I guess it is vital to do contradictory things.
I have to be subtle and get the point across loud and clear.
I have to be truthful and not say too much.
Most importantly, I must NOT confuse, confound, puzzle, boggle, blabber, beat around the bush, irritate and repeat myself.
To be as succinct as possible, I’m feeling kinda low.
- I’m in a level of emotional uncertainty that is unparalleled in my entire existence.
- I’m insecure and know exactly why I’m insecure (but the why is something for me to know and you to not give a damn about). I am, however, confused about why should the nameless fear make me feel insecure.
- As stated before, I’m a novice whilst most people got past this years ago. On the other hand, I got past issues most people will have years into the future, right now.
- I guess I’m acting like an Asshole.
The solution to this was found by my roommate, Akhil.
Two bottles later and I was singing songs from ‘The Bends’ out loud. Especially ‘Black Star’. Subtle, right? (Special mention: Ashwin Murali, nice bartending. Liked what you did with the apple+vodka combos)
Then, the talking began. This phase mostly involved the usage of words and phrases like, ”Fuck! Man! Fuck!”, “I’m screwed!”, “you’re screwed!”, “I’m not drunk!”, “No! I’m not drunk!!”, “*evil laugh* I’m so fucking drunk!!!” etc.
It ended with a bucket of water on my face and some “Screw you! What do you know?”.
It is said that when drunk, people react in two ways:
- Quiet. In a corner, saying nothing.
- Loud. Gibberish flows.
And in the emotional category, there comes:
- Happy and grinning/laughing to themselves.
- Sad.
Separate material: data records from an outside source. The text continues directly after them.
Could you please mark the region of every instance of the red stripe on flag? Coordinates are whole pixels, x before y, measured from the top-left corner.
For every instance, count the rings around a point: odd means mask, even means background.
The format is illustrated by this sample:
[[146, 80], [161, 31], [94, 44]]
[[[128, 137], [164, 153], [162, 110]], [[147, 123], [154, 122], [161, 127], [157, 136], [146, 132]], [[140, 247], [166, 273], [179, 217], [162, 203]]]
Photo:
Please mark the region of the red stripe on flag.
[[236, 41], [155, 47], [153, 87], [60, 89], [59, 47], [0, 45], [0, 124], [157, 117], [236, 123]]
Discontent, depressed and infuriated.
My state was quite obvious, but just to get the point across clearly… I put Marvin to shame.
And that’s that.
Before the customary derogatory comments come in, I’m stopping. For good.
I just wanted to get drunk once to see what it feels like. It merely opens you up. You say stuff you’d rather not say, and contrary to my hopes, it did nothing to any creative talents. My mind did not open up like a flower and words came, but they were terrible. So, there you go. No drinking.
Until the next time?
P.S: The article claims that the best concentration is 38%. I was swigging 45% neat.